I know it might be a challenge to explain this here, but any help is appreciated. In fact, if anyone thinks I'm a noob and needs to go study some Physics first, I'll most appreciate if someone can point me to a resource (book/url) for me to turn to.
Thanks in advance.
I can understand why you are confused. The code isn't efficient and that makes it harder to figure out what is going on. But here is the gist of it:
a) 0.025 is used because it is approximately π/125. With a Ticker speed of 25FPS, this means that the angle value will start at 0 and get to π at just about 5 seconds. π is used because Math.sin uses radians, not degrees (π radians == 180 degrees)
b) Math.sin(angle) will essentially start at 0, increase until it hits 1, decrease until it hits -1, then increase back to 0 -- all over a period of 10 seconds with sinusoidal rhythm.

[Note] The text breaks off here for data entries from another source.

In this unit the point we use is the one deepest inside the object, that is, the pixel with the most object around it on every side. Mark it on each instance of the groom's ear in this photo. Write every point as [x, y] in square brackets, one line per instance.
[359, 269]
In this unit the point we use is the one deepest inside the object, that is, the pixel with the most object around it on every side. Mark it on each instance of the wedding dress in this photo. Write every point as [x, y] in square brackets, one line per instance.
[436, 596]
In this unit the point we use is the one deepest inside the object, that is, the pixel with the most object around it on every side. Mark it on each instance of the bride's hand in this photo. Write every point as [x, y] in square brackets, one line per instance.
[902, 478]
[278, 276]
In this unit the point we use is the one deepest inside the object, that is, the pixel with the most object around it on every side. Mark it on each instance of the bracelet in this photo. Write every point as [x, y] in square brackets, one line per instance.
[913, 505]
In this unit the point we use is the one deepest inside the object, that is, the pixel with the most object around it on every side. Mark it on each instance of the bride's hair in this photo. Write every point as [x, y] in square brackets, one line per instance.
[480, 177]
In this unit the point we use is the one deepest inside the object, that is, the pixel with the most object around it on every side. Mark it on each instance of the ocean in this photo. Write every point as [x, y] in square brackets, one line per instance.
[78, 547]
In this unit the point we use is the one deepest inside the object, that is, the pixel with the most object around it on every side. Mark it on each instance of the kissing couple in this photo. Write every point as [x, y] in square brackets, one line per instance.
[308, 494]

(Math.sin(angle) * 360) has the same behavior as Math.sin(angle), just with a range of -360 to 360.
((value)/360) + 0.25) has the same behavior as Math.sin(angle), just with a range of -0.75 to 1.25.

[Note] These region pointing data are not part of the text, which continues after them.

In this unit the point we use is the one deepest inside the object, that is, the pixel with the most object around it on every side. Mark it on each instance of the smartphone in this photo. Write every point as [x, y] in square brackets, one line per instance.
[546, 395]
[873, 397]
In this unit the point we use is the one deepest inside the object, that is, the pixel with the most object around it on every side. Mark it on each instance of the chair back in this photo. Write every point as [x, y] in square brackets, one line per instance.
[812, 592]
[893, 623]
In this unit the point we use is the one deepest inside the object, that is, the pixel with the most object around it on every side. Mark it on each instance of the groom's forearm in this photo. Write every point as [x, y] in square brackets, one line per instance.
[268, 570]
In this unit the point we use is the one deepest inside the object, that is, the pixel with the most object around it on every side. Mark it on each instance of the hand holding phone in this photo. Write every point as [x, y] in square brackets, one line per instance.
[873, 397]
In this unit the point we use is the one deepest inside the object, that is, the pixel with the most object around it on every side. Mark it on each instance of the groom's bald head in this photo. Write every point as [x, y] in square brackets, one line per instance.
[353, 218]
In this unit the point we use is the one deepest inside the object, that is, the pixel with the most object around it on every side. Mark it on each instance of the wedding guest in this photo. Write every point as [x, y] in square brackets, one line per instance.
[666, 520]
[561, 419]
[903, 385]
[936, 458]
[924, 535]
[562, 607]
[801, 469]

c) value/2 is there so the robot only rotates 180 degrees instead of 360 degrees. I know what you are thinking -- why multiply by 360 only to divide by 2 one line later? Well, there is no reason for it really.
Here's a slightly clearer version of tick:
function tick() {
angle += Math.PI/125;
var sineValue = Math.sin(angle);
bmp.rotation = sineValue * 180;
bmp.scaleX = bmp.scaleY = sineValue + 0.25;
stage.update();
}
b) The Math.sin(angle)*360 seems like a conversion between degrees and radians.

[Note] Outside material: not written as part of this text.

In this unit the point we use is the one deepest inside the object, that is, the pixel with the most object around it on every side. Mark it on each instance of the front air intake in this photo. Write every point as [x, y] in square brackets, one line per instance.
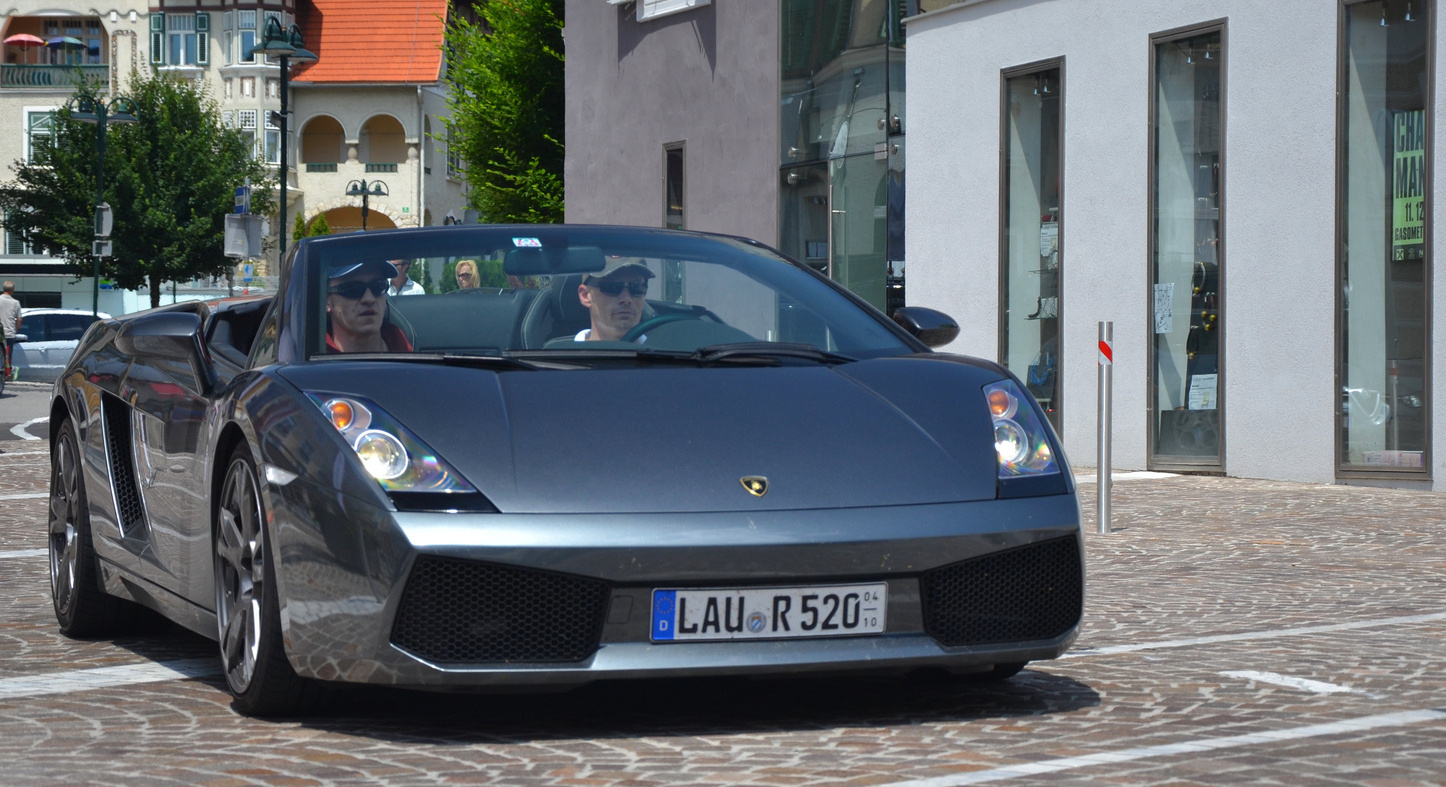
[469, 612]
[1031, 592]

Math.sin( x ) always evaluates to -1>=x>=1,
and therefore
Math.sin( angle ) is also always -1>=angle>=1
(we just substituted x), and
var value = Math.sin( angle ) * 360 is always -360>=value>=360.
(In the context of degrees rotated that is thus 1 whole rotation left or one whole rotation right).
We can see that the setTransform function exists as follows:
p.setTransform = function(x, y, scaleX, scaleY, rotation, skewX, skewY, regX, regY) {}
Obviously, we can see that there is a direct connection between value & angle. What we further see is that both the transform & scaleX are again depending on value. We can pull the conclusion that each tick there will be -after some calculations- a changing transform and scaleX.
So as the variable 'value' is passed as a parameter, this means that we wish to rotate 'this' much, as much as value tells us (-360>=x>=360). That means, /2 and 0.025 is just configured like this.